The Negro Theatre Workshop (NTW) was established in London in 1961 with the aim of producing dramas, revues and musicals. This was to give black artists experience and writers a chance to see their work performed, as well as developing and improving standards amongst black artists and technicians in every branch of theatre. As an ensemble of professional and amateur actors, directors and writers, the NTW performed original works in community centres, town halls, churches and cathedrals up and down the country as well as representing the United Kingdom at the First World Festival of Negro Arts in Dakar (Senegal).
Founding members included Pearl Connor-Mogotsi together with Lloyd Reckord, Bari Johnson, Horace James, George Brown, Bobby Naidoo, Nina Baden-Semper, Tony Cyrus and Ena Cabayo. The driving force was Pearl Connor-Mogotsi who, as Administrator and Honorary Secretary, used her energy, commitment and contacts to forge links with a broad range of organisations, individuals and movements such as the Movement for Colonial Freedom, War on Want, West Indian Standing Conference, The Church Army and The Council for British African Relations. The NTW had an impressive list of Patrons including The Archbishop of Canterbury, Joan Littlewood, Sir Laurence Olivier and Sir Learie Constantine. Trustees included The Earl of Listowel, Andrew Salkey, Christian Simpson and David Pitt. The NTW was supported by major figures in show business such as Sidney Poitier, Spike Milligan and Tony Richardson.

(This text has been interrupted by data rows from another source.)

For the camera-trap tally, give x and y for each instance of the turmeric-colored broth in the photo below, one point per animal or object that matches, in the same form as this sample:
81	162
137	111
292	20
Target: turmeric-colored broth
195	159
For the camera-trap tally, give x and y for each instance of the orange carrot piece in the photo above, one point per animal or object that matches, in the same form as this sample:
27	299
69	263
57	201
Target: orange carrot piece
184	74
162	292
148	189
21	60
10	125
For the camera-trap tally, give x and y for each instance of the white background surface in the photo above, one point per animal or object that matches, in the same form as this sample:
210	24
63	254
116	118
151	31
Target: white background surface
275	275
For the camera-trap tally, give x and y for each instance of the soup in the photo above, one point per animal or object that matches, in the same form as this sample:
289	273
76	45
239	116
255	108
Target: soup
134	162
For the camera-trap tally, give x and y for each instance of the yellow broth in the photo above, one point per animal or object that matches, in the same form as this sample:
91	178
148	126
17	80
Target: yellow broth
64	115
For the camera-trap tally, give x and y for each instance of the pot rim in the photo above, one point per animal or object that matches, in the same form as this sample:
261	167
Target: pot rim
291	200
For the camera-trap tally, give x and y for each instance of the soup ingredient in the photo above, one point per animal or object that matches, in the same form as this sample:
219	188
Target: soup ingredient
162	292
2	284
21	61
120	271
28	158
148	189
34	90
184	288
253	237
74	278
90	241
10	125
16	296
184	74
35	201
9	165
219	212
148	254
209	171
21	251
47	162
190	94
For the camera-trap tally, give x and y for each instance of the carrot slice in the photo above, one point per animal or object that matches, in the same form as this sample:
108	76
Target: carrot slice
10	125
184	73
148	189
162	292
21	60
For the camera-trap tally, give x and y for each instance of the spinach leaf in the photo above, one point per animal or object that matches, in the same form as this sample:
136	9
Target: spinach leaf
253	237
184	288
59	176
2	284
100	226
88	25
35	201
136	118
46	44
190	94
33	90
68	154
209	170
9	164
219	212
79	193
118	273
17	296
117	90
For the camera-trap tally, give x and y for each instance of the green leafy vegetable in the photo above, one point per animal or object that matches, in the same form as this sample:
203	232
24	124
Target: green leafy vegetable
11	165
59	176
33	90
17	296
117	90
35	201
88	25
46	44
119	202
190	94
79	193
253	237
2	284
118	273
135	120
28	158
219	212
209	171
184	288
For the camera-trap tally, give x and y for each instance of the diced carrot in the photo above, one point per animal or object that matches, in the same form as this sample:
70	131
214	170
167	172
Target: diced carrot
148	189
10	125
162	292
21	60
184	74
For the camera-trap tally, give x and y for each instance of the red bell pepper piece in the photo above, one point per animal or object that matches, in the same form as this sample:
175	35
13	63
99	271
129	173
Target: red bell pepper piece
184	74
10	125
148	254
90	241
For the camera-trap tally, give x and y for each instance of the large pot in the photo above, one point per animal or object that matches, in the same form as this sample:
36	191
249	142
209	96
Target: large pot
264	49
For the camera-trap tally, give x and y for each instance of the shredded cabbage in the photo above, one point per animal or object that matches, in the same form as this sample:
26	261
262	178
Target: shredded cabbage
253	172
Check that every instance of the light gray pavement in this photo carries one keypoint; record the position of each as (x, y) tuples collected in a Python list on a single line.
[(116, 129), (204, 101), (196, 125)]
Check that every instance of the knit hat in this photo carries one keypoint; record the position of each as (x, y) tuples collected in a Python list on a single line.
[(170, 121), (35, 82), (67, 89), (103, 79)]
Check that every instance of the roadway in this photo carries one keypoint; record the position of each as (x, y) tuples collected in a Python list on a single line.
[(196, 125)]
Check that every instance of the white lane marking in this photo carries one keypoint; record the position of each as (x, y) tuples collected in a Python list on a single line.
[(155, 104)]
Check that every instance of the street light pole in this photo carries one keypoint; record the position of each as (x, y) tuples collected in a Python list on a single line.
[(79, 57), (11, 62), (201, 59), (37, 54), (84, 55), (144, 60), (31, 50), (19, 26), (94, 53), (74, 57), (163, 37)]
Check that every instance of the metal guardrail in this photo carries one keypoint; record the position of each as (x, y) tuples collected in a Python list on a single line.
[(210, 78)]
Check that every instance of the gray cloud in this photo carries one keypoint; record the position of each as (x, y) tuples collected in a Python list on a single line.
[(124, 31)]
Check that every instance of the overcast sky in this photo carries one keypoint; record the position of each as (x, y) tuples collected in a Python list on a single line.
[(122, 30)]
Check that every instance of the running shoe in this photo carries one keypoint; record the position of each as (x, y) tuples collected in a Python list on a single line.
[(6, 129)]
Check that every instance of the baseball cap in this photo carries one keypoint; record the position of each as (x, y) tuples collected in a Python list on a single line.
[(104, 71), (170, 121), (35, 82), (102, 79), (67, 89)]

NTW's activities were run by an Organising Committee of Pearl Connor (Honorary Secretary), June Baden-Semper (Assistant Secretary), Tanya Morgan (Treasurer) and June Leach (Assistant Treasurer) with Christian Simpson of the BBC as Artistic Coordinator together with the actors and theatre directors Bari Johnson and Horace James. With the support of Michael Slattery, who arranged for the NTW to have free use of the Africa Centre for rehearsals, a number of productions - many touring - were organised between December 1964 and December 1965. These included Bethlehem Blues, The Dark Disciples and The Prodigal Son. Most of these productions were performed in churches throughout London because they offered their facilities free of charge. In January 1966, The Prodigal Son was performed at Lewisham Town Hall and Hackney's Baths Hall and a BBC television production of The Dark Disciples, subsequently selected as the British entry for the First World Festival of Negro Arts in Dakar (Senegal), was broadcast at Easter 1966.
Throughout its life, the NTW's development was restricted by lack of funds and a permanent base. Negotiations for an annual grant from the Arts Council, Trusts and charities were handicapped by their lack of a permanent home and performance space. Negotiations with the GLC for a lease to occupy Wilton's Music Hall looked promising but in the end came to nothing.
Although the NTW was comparatively short lived, it was a seminal organisation in several ways. Through its productions it helped to train numerous actors, dancers, writers and directors, built the reputations and raised the profiles of many in the profession and in this way enabled them to obtain their equity cards.